Persister dans l’erreur

Malgré l’échec total de sa politique économique et sociale, le gouvernement n’envisage pas un instant de revoir sa copie.

Michel Soudais  • 18 septembre 2014 abonné·es
Persister dans l’erreur
© Photo : AFP PHOTO/ ALAIN JOCARD

Une politique se juge à ses résultats. C’est ce que François Hollande n’a eu de cesse de rappeler depuis son arrivée au pouvoir et ses premiers choix contestés. S’il est encore trop tôt pour tirer le bilan du quinquennat, celui que l’on peut faire à mi-mandat signe l’échec total de la politique économique et sociale suivie depuis le 6 mai 2012.

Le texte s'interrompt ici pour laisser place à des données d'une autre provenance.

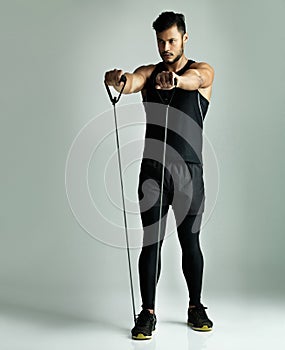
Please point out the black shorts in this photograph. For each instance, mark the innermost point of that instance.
(183, 186)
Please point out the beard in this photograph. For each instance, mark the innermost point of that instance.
(175, 59)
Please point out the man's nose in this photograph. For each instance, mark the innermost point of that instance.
(166, 46)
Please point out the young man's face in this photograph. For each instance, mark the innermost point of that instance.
(171, 44)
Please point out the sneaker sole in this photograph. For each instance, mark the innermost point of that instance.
(141, 336)
(201, 329)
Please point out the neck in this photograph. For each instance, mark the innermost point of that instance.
(175, 67)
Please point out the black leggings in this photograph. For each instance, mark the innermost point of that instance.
(188, 231)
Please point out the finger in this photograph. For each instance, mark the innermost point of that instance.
(119, 73)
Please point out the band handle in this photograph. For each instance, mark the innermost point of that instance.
(115, 99)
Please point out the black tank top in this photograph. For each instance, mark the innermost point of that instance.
(185, 120)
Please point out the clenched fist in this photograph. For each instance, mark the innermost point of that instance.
(113, 77)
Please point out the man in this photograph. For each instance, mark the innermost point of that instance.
(186, 86)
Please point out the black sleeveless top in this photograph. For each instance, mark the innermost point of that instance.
(186, 113)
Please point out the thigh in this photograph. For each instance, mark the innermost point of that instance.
(189, 197)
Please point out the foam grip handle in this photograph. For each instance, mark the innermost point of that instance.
(123, 79)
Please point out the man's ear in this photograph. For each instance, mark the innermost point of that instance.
(185, 38)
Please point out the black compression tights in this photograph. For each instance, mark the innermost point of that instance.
(192, 258)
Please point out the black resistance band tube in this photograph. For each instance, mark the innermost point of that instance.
(115, 100)
(161, 185)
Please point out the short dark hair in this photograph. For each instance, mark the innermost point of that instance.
(167, 19)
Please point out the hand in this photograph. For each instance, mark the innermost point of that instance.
(113, 77)
(166, 80)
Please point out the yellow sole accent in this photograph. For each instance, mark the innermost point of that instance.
(141, 336)
(202, 329)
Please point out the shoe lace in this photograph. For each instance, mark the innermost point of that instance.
(201, 313)
(143, 319)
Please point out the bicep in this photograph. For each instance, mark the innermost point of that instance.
(205, 73)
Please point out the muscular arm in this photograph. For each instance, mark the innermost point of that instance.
(199, 76)
(135, 81)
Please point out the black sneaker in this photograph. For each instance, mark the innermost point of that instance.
(145, 325)
(198, 319)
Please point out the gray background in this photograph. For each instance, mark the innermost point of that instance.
(53, 58)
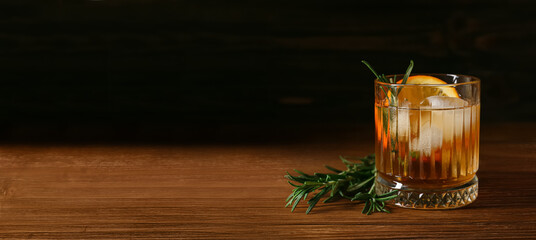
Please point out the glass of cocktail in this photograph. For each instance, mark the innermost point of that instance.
(427, 139)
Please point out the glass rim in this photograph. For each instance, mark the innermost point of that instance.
(474, 80)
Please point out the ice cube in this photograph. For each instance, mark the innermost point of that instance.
(443, 102)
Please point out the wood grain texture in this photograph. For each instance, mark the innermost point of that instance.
(237, 191)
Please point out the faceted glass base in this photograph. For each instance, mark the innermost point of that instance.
(448, 198)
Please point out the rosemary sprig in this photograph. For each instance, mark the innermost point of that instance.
(356, 183)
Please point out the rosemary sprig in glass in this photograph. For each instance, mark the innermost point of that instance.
(356, 183)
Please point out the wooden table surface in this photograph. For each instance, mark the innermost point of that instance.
(236, 190)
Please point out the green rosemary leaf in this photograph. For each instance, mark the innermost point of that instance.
(408, 72)
(371, 69)
(303, 174)
(333, 169)
(312, 203)
(361, 196)
(388, 194)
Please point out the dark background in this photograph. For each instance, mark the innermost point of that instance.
(182, 70)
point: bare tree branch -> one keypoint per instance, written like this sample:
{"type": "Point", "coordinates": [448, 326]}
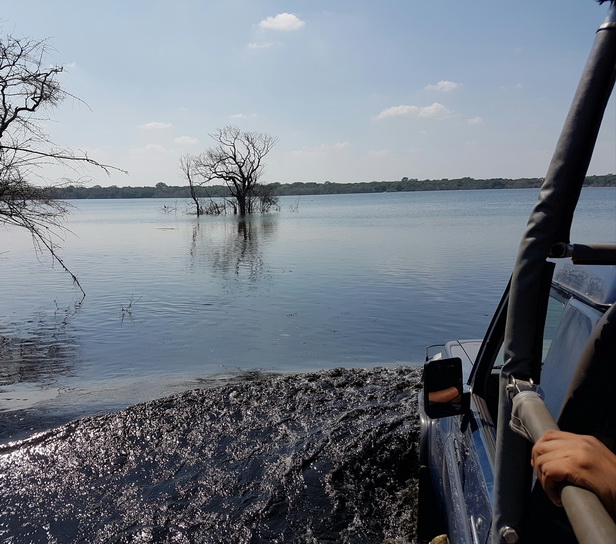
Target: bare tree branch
{"type": "Point", "coordinates": [29, 89]}
{"type": "Point", "coordinates": [237, 160]}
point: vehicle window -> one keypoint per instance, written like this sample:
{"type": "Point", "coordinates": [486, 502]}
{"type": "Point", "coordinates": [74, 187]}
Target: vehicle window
{"type": "Point", "coordinates": [564, 352]}
{"type": "Point", "coordinates": [556, 308]}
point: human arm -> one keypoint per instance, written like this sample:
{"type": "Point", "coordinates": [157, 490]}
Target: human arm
{"type": "Point", "coordinates": [580, 460]}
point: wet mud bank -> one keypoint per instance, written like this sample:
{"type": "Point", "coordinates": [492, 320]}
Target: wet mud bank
{"type": "Point", "coordinates": [324, 457]}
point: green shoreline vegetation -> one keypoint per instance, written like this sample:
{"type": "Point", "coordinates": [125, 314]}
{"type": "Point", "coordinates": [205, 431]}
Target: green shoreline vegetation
{"type": "Point", "coordinates": [162, 190]}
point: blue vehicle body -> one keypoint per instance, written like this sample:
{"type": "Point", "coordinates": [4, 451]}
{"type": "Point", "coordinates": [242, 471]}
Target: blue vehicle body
{"type": "Point", "coordinates": [460, 452]}
{"type": "Point", "coordinates": [547, 361]}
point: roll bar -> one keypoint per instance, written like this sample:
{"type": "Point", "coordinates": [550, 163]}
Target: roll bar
{"type": "Point", "coordinates": [548, 225]}
{"type": "Point", "coordinates": [590, 521]}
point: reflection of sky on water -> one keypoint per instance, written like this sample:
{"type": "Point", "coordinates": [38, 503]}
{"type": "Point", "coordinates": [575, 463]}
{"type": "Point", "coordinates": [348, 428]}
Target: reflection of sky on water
{"type": "Point", "coordinates": [346, 280]}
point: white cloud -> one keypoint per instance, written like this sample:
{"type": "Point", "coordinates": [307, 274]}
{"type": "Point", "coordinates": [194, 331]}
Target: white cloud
{"type": "Point", "coordinates": [321, 149]}
{"type": "Point", "coordinates": [149, 149]}
{"type": "Point", "coordinates": [282, 21]}
{"type": "Point", "coordinates": [436, 110]}
{"type": "Point", "coordinates": [381, 153]}
{"type": "Point", "coordinates": [260, 45]}
{"type": "Point", "coordinates": [185, 140]}
{"type": "Point", "coordinates": [244, 115]}
{"type": "Point", "coordinates": [443, 86]}
{"type": "Point", "coordinates": [155, 125]}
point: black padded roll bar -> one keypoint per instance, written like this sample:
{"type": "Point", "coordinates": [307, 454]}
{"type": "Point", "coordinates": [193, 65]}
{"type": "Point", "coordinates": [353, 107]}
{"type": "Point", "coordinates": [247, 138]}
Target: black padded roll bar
{"type": "Point", "coordinates": [589, 519]}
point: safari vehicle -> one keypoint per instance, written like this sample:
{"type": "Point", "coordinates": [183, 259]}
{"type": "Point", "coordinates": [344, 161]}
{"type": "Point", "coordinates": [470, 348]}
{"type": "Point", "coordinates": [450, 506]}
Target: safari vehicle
{"type": "Point", "coordinates": [548, 360]}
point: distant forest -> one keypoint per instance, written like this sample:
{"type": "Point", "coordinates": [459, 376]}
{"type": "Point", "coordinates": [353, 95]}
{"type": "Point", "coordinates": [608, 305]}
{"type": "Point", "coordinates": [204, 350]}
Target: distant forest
{"type": "Point", "coordinates": [162, 190]}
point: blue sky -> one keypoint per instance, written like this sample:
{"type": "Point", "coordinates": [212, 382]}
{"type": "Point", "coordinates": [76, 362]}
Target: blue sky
{"type": "Point", "coordinates": [355, 90]}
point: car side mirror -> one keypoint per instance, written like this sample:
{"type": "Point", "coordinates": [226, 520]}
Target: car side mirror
{"type": "Point", "coordinates": [443, 394]}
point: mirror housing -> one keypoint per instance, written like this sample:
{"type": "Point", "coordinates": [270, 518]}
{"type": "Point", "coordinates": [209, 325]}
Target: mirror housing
{"type": "Point", "coordinates": [443, 388]}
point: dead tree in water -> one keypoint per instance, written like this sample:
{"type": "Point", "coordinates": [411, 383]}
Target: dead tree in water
{"type": "Point", "coordinates": [238, 160]}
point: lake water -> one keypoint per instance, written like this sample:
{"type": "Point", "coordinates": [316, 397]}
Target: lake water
{"type": "Point", "coordinates": [176, 302]}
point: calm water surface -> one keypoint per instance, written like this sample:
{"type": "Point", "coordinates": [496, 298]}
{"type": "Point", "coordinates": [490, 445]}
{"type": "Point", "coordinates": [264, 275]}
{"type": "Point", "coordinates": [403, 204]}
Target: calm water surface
{"type": "Point", "coordinates": [174, 302]}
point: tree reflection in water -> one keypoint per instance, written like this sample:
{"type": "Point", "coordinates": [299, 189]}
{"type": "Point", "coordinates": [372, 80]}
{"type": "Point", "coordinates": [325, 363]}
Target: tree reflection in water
{"type": "Point", "coordinates": [232, 249]}
{"type": "Point", "coordinates": [33, 355]}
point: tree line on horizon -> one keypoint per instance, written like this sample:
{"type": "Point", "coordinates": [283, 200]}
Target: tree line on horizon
{"type": "Point", "coordinates": [300, 188]}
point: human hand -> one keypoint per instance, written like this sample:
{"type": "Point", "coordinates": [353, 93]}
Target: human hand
{"type": "Point", "coordinates": [584, 461]}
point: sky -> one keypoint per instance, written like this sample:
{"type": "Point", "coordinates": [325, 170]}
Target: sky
{"type": "Point", "coordinates": [354, 90]}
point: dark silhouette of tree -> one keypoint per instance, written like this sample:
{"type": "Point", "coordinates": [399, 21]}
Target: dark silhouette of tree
{"type": "Point", "coordinates": [237, 159]}
{"type": "Point", "coordinates": [28, 90]}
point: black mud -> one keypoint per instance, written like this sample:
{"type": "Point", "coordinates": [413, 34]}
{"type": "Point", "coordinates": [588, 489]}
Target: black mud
{"type": "Point", "coordinates": [316, 458]}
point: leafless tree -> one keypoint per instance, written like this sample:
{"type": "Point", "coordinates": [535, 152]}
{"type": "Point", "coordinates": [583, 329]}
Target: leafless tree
{"type": "Point", "coordinates": [29, 89]}
{"type": "Point", "coordinates": [236, 159]}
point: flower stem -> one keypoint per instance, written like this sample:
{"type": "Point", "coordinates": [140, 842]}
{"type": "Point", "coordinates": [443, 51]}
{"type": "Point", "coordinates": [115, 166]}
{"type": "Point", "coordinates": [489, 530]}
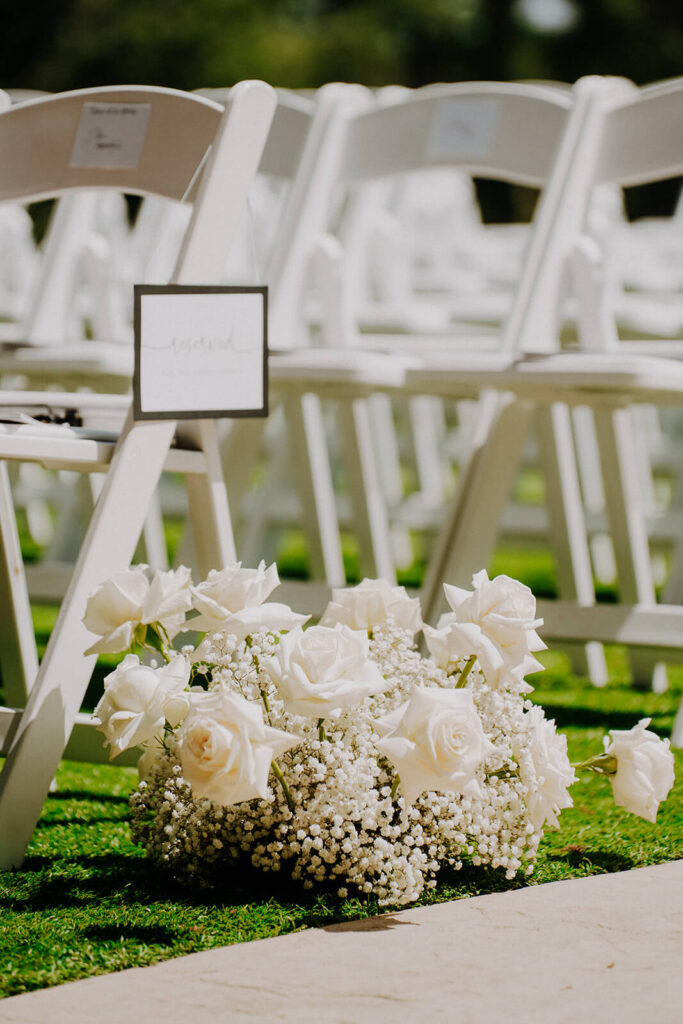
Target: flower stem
{"type": "Point", "coordinates": [266, 706]}
{"type": "Point", "coordinates": [602, 764]}
{"type": "Point", "coordinates": [283, 782]}
{"type": "Point", "coordinates": [462, 680]}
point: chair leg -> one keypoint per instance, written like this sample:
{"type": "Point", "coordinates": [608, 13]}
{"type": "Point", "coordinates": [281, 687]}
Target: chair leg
{"type": "Point", "coordinates": [627, 517]}
{"type": "Point", "coordinates": [363, 478]}
{"type": "Point", "coordinates": [468, 535]}
{"type": "Point", "coordinates": [318, 509]}
{"type": "Point", "coordinates": [62, 678]}
{"type": "Point", "coordinates": [18, 656]}
{"type": "Point", "coordinates": [207, 498]}
{"type": "Point", "coordinates": [567, 528]}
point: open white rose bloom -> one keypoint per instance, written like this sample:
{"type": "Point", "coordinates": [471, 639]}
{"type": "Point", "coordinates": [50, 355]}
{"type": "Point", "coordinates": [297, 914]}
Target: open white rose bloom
{"type": "Point", "coordinates": [338, 753]}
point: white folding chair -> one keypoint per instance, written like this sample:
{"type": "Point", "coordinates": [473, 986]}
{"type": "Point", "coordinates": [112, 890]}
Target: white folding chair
{"type": "Point", "coordinates": [520, 130]}
{"type": "Point", "coordinates": [194, 151]}
{"type": "Point", "coordinates": [627, 137]}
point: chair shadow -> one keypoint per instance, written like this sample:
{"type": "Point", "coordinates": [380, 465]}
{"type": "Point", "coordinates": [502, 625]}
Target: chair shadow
{"type": "Point", "coordinates": [383, 923]}
{"type": "Point", "coordinates": [154, 935]}
{"type": "Point", "coordinates": [89, 796]}
{"type": "Point", "coordinates": [574, 856]}
{"type": "Point", "coordinates": [593, 718]}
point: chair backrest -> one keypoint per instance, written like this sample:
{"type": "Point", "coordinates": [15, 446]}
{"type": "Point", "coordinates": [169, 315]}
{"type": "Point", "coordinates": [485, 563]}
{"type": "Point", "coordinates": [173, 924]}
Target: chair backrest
{"type": "Point", "coordinates": [634, 137]}
{"type": "Point", "coordinates": [52, 146]}
{"type": "Point", "coordinates": [642, 135]}
{"type": "Point", "coordinates": [38, 142]}
{"type": "Point", "coordinates": [522, 133]}
{"type": "Point", "coordinates": [504, 131]}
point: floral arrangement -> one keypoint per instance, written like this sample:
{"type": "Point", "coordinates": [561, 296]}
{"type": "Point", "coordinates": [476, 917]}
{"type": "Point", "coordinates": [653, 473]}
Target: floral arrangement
{"type": "Point", "coordinates": [340, 753]}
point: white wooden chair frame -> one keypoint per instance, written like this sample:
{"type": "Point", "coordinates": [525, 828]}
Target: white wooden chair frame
{"type": "Point", "coordinates": [35, 737]}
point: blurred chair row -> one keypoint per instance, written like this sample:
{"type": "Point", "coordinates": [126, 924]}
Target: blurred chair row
{"type": "Point", "coordinates": [395, 316]}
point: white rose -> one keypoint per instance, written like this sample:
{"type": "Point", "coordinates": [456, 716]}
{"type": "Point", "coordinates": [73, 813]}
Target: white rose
{"type": "Point", "coordinates": [127, 599]}
{"type": "Point", "coordinates": [321, 670]}
{"type": "Point", "coordinates": [148, 761]}
{"type": "Point", "coordinates": [435, 741]}
{"type": "Point", "coordinates": [644, 769]}
{"type": "Point", "coordinates": [496, 623]}
{"type": "Point", "coordinates": [132, 710]}
{"type": "Point", "coordinates": [168, 599]}
{"type": "Point", "coordinates": [372, 603]}
{"type": "Point", "coordinates": [226, 749]}
{"type": "Point", "coordinates": [231, 601]}
{"type": "Point", "coordinates": [115, 608]}
{"type": "Point", "coordinates": [545, 769]}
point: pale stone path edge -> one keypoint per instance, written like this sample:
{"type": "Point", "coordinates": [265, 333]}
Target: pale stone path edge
{"type": "Point", "coordinates": [608, 947]}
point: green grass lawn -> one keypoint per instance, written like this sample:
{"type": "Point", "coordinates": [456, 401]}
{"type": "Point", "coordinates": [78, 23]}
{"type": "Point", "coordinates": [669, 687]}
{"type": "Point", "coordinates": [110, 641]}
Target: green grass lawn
{"type": "Point", "coordinates": [87, 901]}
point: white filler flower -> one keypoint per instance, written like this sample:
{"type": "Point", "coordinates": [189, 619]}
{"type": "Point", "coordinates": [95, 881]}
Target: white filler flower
{"type": "Point", "coordinates": [373, 603]}
{"type": "Point", "coordinates": [232, 601]}
{"type": "Point", "coordinates": [127, 599]}
{"type": "Point", "coordinates": [132, 710]}
{"type": "Point", "coordinates": [545, 768]}
{"type": "Point", "coordinates": [226, 749]}
{"type": "Point", "coordinates": [321, 670]}
{"type": "Point", "coordinates": [644, 769]}
{"type": "Point", "coordinates": [496, 622]}
{"type": "Point", "coordinates": [435, 741]}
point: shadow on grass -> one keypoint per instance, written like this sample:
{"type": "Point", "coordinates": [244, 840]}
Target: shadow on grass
{"type": "Point", "coordinates": [577, 856]}
{"type": "Point", "coordinates": [82, 819]}
{"type": "Point", "coordinates": [592, 718]}
{"type": "Point", "coordinates": [152, 935]}
{"type": "Point", "coordinates": [137, 881]}
{"type": "Point", "coordinates": [90, 796]}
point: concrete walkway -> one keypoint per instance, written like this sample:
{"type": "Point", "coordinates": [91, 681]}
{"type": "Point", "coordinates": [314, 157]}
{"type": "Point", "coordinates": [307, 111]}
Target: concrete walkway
{"type": "Point", "coordinates": [604, 948]}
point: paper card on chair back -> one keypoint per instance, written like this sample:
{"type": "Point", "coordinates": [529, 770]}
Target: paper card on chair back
{"type": "Point", "coordinates": [111, 135]}
{"type": "Point", "coordinates": [200, 351]}
{"type": "Point", "coordinates": [463, 127]}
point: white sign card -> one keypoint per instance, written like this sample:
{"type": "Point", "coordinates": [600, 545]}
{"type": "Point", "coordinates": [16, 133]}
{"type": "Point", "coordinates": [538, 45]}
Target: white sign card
{"type": "Point", "coordinates": [200, 351]}
{"type": "Point", "coordinates": [463, 127]}
{"type": "Point", "coordinates": [111, 135]}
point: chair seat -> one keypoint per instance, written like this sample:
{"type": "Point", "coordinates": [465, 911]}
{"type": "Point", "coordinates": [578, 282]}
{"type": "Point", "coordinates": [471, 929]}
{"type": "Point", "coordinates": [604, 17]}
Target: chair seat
{"type": "Point", "coordinates": [338, 371]}
{"type": "Point", "coordinates": [103, 361]}
{"type": "Point", "coordinates": [86, 448]}
{"type": "Point", "coordinates": [566, 377]}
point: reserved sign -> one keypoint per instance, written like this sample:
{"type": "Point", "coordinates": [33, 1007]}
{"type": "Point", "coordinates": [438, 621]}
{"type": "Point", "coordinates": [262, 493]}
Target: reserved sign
{"type": "Point", "coordinates": [200, 351]}
{"type": "Point", "coordinates": [111, 135]}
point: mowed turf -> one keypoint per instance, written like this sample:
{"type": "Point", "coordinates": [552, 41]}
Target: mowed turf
{"type": "Point", "coordinates": [86, 901]}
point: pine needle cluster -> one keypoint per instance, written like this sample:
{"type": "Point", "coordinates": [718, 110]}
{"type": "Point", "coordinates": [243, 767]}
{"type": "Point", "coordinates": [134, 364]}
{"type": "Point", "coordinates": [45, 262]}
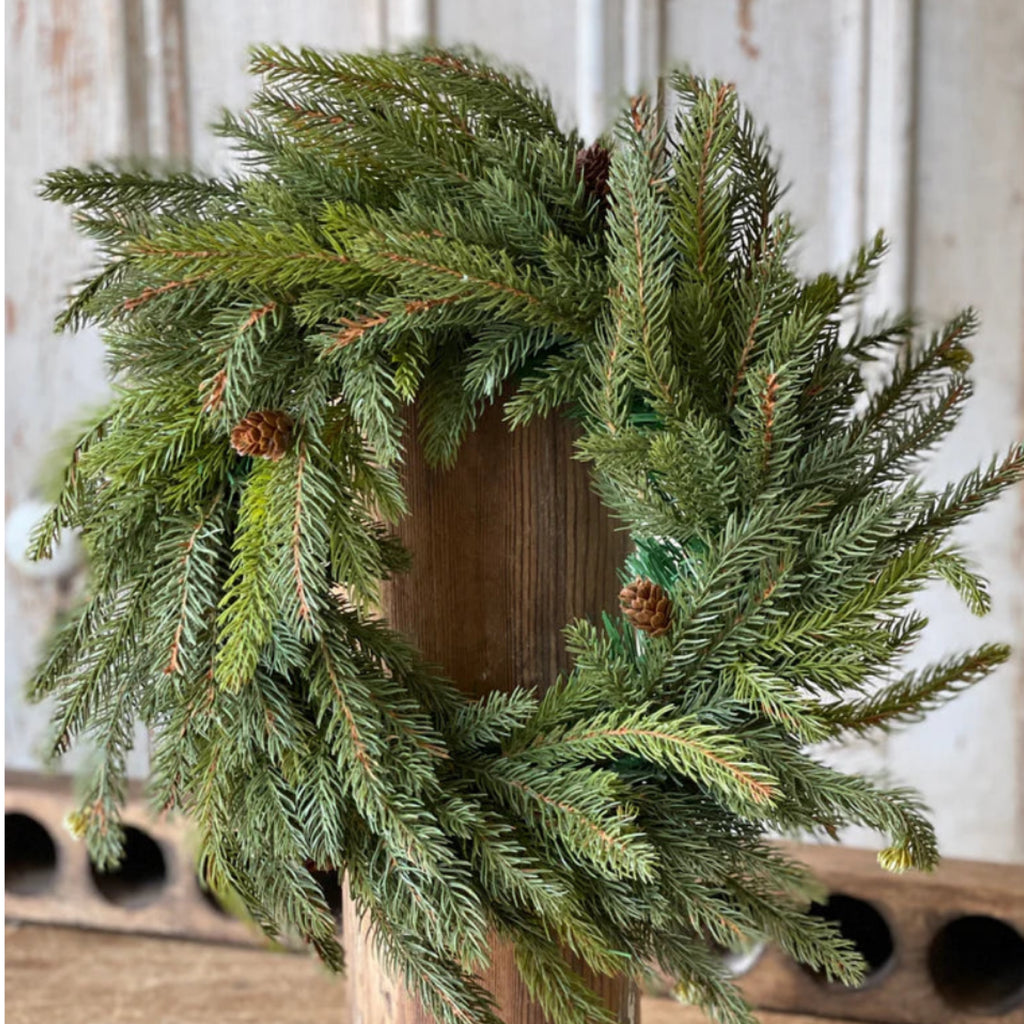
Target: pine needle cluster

La tâche première du gouvernement devait être de « redresser la France », en commençant par « le rétablissement des comptes publics ». Les impôts, directs ou indirects, ont augmenté, les dépenses de l’État ont été rabotées, celles de la Sécurité sociale orientées à la baisse et les dotations aux collectivités locales rabotées. Au final, pour quoi ? Les déficits publics, dont la réduction justifiait la politique d’austérité mise en œuvre depuis 2012, sont en hausse ! De l’aveu même de Michel Sapin, qui a révélé ce chiffre lors d’une conférence de presse le 10 septembre, ils devraient atteindre 4,4 % du produit intérieur brut (PIB) en 2014, après avoir été de 4,3 % en 2013. Loin des objectifs affichés à la fin de l’année dernière dans la loi de finances (3,6 %) et encore en juin dans la loi de finances rectificative (3,8 %). Seconde mauvaise nouvelle annoncée le même jour par le ministre des Finances, la croissance n’atteindra pas 1 % cette année comme prévu initialement, ni même 0,5 % ainsi qu’il l’avait annoncé le 14 août, mais 0,4 % seulement. Pour Michel Sapin, « l’essentiel de la hausse [des déficits publics] est évidemment dû à [cette] dégradation du contexte économique ». Et ce n’est pas près de s’arranger puisqu’en 2015 Bercy ne table plus que sur 1 % de croissance au lieu de 1,7 %, et 0,9 % d’inflation au lieu de 1,7 %, obligeant le gouvernement à trouver deux milliards supplémentaires pour atteindre les 21 milliards d’économies prévues dans le budget 2015, dont la présentation a été de ce fait repoussée au 1er octobre. Ce dérapage des déficits publics augure de nouvelles difficultés avec Bruxelles. François Hollande, qui s’était engagé durant sa campagne à les ramener sous la barre des 3 % en 2013, avait dû envoyer l’an dernier Pierre Moscovici négocier un délai supplémentaire de deux ans. Las, les nouvelles prévisions de Bercy ne prévoient pas d’atteindre cet objectif avant 2017. Mais ce dérapage constitue surtout un désaveu cinglant pour François Hollande. « On est entrés dans la deuxième phase du quinquennat, le redressement n’est pas terminé, mais le retournement économique arrive », claironnait le chef de l’État, le 4 mai, dans le Journal du dimanche. « La reprise est là », avait-il déjà assuré le 14 juillet 2013. La méthode Coué n’a jamais fait une politique.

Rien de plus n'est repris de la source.